The relationship between age and improvement is not linear. This is true of humans, and it’s certainly true of alcoholic beverages. Wines are more fragile than spirits, of course, since they are lower in that awesome preservative, alcohol. But wine is aged for months in wood, whereas spirits can be aged for decades. . . and in rare cases for more than a century.

Last week I tasted an Armagnac made from grapes harvested in 1893. You can’t buy it—there’s none left—and to be honest, unless it’s your birth year, you’re better off saving your money (if that is your birth year, many happy returns and thanks for reading this far). I’m not saying it wasn’t great; it was. Thought-provoking, awe-inspiring, downright ethereal, but it lacked one thing I really like in my booze: hedonism.

That Marcel Trépout 1893 Armagnac has a little brother, however, and it is one of the best things I’ve ever tasted. Marcel Trépout 1925 Armagnac will sell for around $1,000 when it arrives in stores next month. I can feel you getting ready to click to the next post, but before you do, let me just say that I’ve tasted several stratospherically expensive spirits and this is the first one that I would buy if I had more money than I knew what to do with.

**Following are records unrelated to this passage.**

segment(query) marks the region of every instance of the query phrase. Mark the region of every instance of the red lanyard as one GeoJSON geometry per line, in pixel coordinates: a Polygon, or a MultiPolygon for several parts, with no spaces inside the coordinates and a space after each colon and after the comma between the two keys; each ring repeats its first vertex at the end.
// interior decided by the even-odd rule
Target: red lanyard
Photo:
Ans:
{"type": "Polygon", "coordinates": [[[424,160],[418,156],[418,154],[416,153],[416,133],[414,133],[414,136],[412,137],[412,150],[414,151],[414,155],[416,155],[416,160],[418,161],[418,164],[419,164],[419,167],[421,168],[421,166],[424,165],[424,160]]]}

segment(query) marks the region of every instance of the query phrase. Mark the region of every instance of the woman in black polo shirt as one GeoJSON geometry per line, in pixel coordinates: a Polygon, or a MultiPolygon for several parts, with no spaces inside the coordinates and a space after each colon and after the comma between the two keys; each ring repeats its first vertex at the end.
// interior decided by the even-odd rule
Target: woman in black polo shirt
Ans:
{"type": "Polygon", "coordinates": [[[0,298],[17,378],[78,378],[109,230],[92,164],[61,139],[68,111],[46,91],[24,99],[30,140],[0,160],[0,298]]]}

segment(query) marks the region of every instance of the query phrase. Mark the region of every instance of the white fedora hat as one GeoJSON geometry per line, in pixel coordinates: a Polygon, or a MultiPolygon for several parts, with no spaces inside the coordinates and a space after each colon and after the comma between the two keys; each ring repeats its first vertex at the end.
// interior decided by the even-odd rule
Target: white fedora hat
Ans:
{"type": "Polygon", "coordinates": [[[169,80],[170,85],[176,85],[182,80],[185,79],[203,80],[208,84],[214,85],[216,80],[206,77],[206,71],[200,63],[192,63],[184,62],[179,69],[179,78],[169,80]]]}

I’ve rarely enjoyed single malt Scotches with more than 21 years in wood (I generally find, as I taste through a product line, that the 17-year-old bottling is my favorite). American whiskies are almost never left in the barrel that long (although the few I can recall off the top of my head—Pappy Van Winkle’s Family Reserve 20-year-old Bourbon, Rittenhouse 21-year-old Rye, Sazerac 18-year-old Rye—were awfully good). But Cognacs and Armagnacs last much longer, I assume because they are made from grapes, which have more acidity than grain—though to be honest I haven’t researched the topic.

The stunning thing about the entire line of Trépout Armagnacs was their acidity. This gave them all long and delicious finishes. But what set the 1925 head and shoulders above everything else on the table was its richness and complexity. All around the room people were blurting out associations for the aromas and flavors they were finding; I was blown away by the rich, silky mouthfeel and long, incredible finish.

As soon as the formal tasting was over, a few of us (including Esquire’s David Wondrich and Cigar Aficionado’s Jack Bettridge) casually bolted for one of the three empty place-settings where all 10 brandies had been poured but left untouched. Each of us snagged a single glass. I looked around the room. In front of every chair there were 10 glasses. Glass number 9, in the majority of cases, was the only empty one. We smiled, perhaps a bit smugly, and took another sip.